Patient-specific program offers multiple benefits
Patient-specific program offers multiple benefits
Program emphasizes clinical care, not costs
It has saved Merrill Lynch & Co. over $6 million in direct medical costs for high-cost cases over a period of five years. It has helped the rate of large claims (more than $50,000) at the financial services company steadily decline, and has dropped medical costs per employee to about $3,600 — well below average for a company that size.
"It" is a unique approach to employee health care that has been adopted by companies such as Marriott International Inc., Sears, Roebuck & Co., and Circuit City Stores Inc., covering a total of 700,000 individuals.
This approach is being pioneered by New York City-based ActiveHealth Management Inc. The company’s mission is to give doctors timely, patient-specific information so they can make better clinical decisions.
Founded in 1994, the company was renamed ActiveHealth in October 1998. "We’re a unique player; we don’t do what others do, but we make the things they do a whole lot better," explains Charles Blanksteen, vice chairman of ActiveHealth. "Our systems sit on top of the others. We help them find cases where there has been clinical oversight, a gap in care, a treatment missing or a test that should be given, or medications that shouldn’t have been given in combination."
ActiveHealth employs an extensive data management system. "We acquired a company called Health Data and Management Solutions in Cleveland," notes Blanksteen. "We scrub [organize] all the data that come in from lab companies, like tests and values, and drug companies — names, dosages, histories — and health plans and disease management programs.
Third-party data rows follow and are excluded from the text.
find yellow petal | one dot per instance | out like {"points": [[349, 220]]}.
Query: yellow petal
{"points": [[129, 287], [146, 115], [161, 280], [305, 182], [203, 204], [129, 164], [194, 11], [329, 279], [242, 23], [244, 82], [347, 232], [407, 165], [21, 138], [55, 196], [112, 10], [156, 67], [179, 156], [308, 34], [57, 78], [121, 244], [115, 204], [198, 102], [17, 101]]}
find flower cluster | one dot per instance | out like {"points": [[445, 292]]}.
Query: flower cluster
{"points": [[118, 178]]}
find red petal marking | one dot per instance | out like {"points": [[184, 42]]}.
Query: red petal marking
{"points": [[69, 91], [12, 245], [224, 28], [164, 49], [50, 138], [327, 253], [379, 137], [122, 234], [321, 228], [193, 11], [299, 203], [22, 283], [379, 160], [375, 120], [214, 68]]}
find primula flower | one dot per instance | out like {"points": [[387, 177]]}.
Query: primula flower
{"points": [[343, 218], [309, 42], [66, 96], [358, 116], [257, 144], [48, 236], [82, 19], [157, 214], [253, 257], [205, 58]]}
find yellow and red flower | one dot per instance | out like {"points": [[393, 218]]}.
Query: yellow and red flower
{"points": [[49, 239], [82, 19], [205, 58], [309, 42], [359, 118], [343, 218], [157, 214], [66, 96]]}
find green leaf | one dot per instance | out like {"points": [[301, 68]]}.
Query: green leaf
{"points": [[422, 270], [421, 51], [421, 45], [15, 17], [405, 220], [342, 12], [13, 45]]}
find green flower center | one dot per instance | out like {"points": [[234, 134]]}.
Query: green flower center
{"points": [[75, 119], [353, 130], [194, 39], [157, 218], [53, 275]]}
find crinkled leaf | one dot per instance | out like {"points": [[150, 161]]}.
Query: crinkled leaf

All of the data are organized and put through our warehouse so we can access it to find the people with diseases and get them into the right program." This high technology, says Blanksteen, is backed up by "people power" — 50 professors of medicine.
"The big problem with chronic disease management is that you can’t find the people; the false positives are brutal," says Blanksteen. "Then, if you do find them, you have to tune your wellness and disease management efforts to both the main disease and the comorbidities. Without that, compliance is so limited."
ActiveHealth has no intention of taking the place of managed care organizations. "By definition we are trying not to replicate what the current system does so well," he says. "They handle the dollar part; they’re quite able to manage the money, the resources, the modality of care. We follow and track the patient through clinical means, not through fiscal means. You don’t have to spend a lot of money to find what you need. It also means that as the patient progresses and regresses, we follow them and adjust interventions. Many other programs are static; ours gives us the ability to manage emerging comorbidities."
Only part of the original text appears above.